The Great Empire of the Dawn i think were Giants/CotF, the Valyrians having descended from them. This would fit with the speculation in TWOIAF that the Asshai had first tamed them and then taught this lost art to Valyria before parting this world. I think the warging part is just essential to riding dragons, something Dany hasn't fully realized yet. This is what i believe is the importance of the Blackwood blood being in the Targaryen line. Also why the first Dayne marriage into the Targaryens didn't produce a dragon hatcher, which the family is lacking at this point. It goes like this, Aegon V realized that there was something important about Bracken/Blackwood blood and hence the marriages. It didnt work though as the combination was wrong, and the only one who got the blood, couldn't be legitimized, Bloodraven. Bloodraven caught on to this though and thus began Bloodravens long mission, to complete the blood puzzle to bring back dragon hatchers.

  • Aegon the V marries Bethany Blackwood, inserting her genes into the ruling Targaryen line. 
  • Aegons children Jaehaerys and Sheira go back to incest, reaffirming the X gene into the family and passing it down to their kids,. 
  • Aerys and Rhaella are forced to marry and produce Rhaegar, Who has both Targaryen and Blackwood blood TyBx. This is important.
  • Rhaegar hooks up Lyanna and they have Jon. Jon getting Targaryen Y and Stark X. Lyanna coming from 2 starks having SxSx.
  • Aerys hooks up with Joanna and they have Tryion. Joanna comes from 2 Lannisters, so Tyrion gets TyLx.
  • Now, Dany. Dany i think is the child of Rhaegar and Ashara Dayne. Thus giving her the Blackwood X from Rhaegar and the Dayne X from Ashara. Blackwoods who used to rule in the north as kings till the Age of Heroes and the Starks is the original Warging blood, the ones the Starks likely got it from. The Daynes are the origins of the Valyrians, but alone lack warging powers. These two ancient lines are needed to create the Dragon Hatchers as i believe. Starks and Lannisters are off shoot families that appear later in the Age of Heroes while the other two families are older.

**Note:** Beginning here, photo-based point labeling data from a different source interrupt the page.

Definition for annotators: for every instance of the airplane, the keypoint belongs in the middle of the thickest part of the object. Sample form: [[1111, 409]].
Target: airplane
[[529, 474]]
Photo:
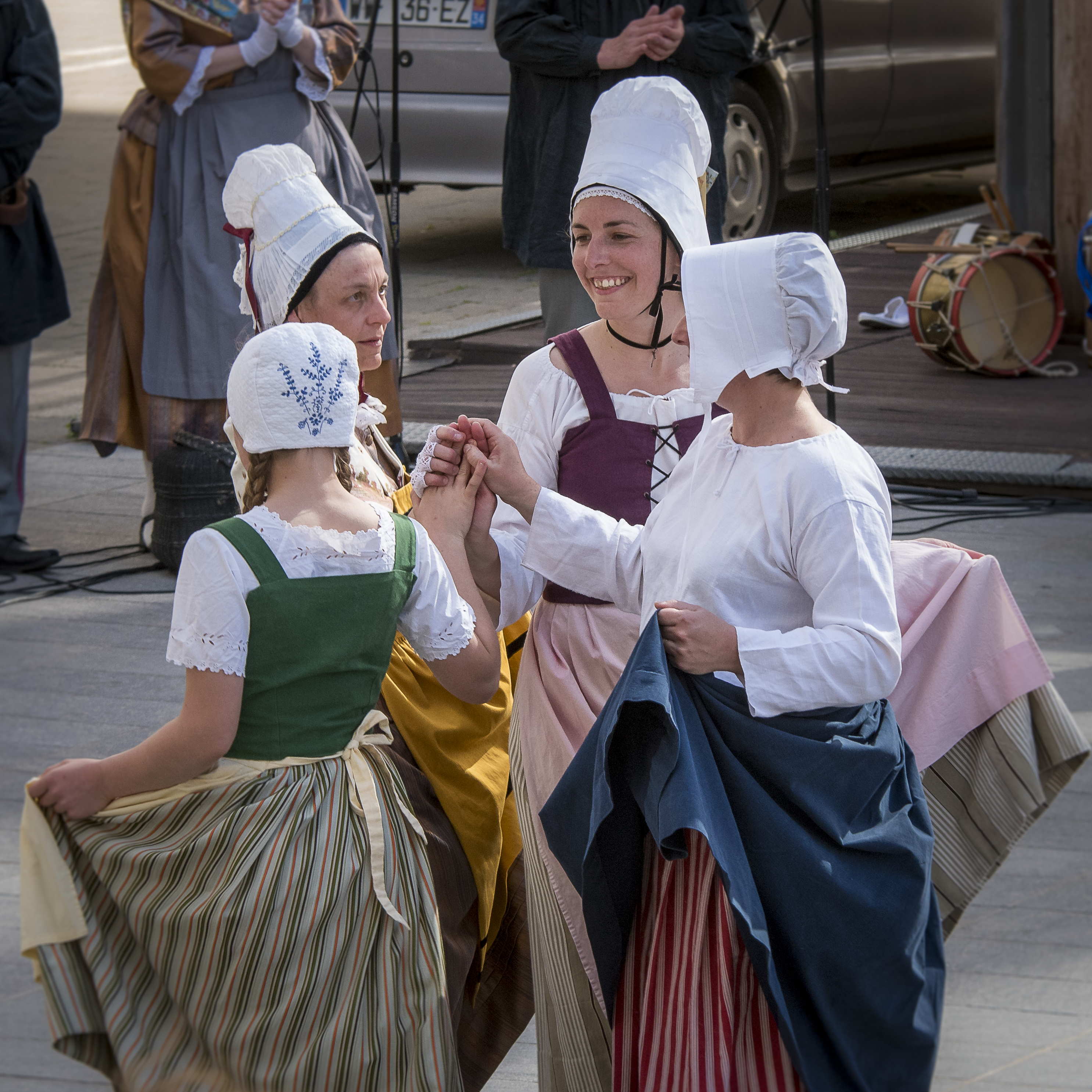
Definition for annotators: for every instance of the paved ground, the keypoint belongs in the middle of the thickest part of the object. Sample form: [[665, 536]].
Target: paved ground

Howland Reed goes to the Gods Eye and speaks with Bloodraven before the events of the Tourney of Harrenhal and all the mysterious events that led up to Dany and Jons births. Bloodraven i believe has been slowly orchestrating these events, Varys is one of his i believe as they both do what is good for the realm and both seem to help. (I know every one thinks Vary's plan is F/Aegon, but i dont, i think thats Illyrio's plan.) Bloodraven i dont think is fighting for one side or the other as some believe, i think he's fighting for the middle ground. The peace between fire and ice, and Dany, Jon, and Tyrion are just pawns in this dance of his. Further more, Dany, Jon, and Tryion all only meet certain aspects of the Azor Ahai prophecy, while each lacking at least one feature. Dany lacks the sword for instance. Its the 3 together that kinda makes it, but really, the three are guided by bloodraven and even their conceptions influenced by him likely. That being said, is Blood Raven Azor Ahai? The one that will bring the peace. He lingers for all of man kind Leaf say's. Just some thoughts.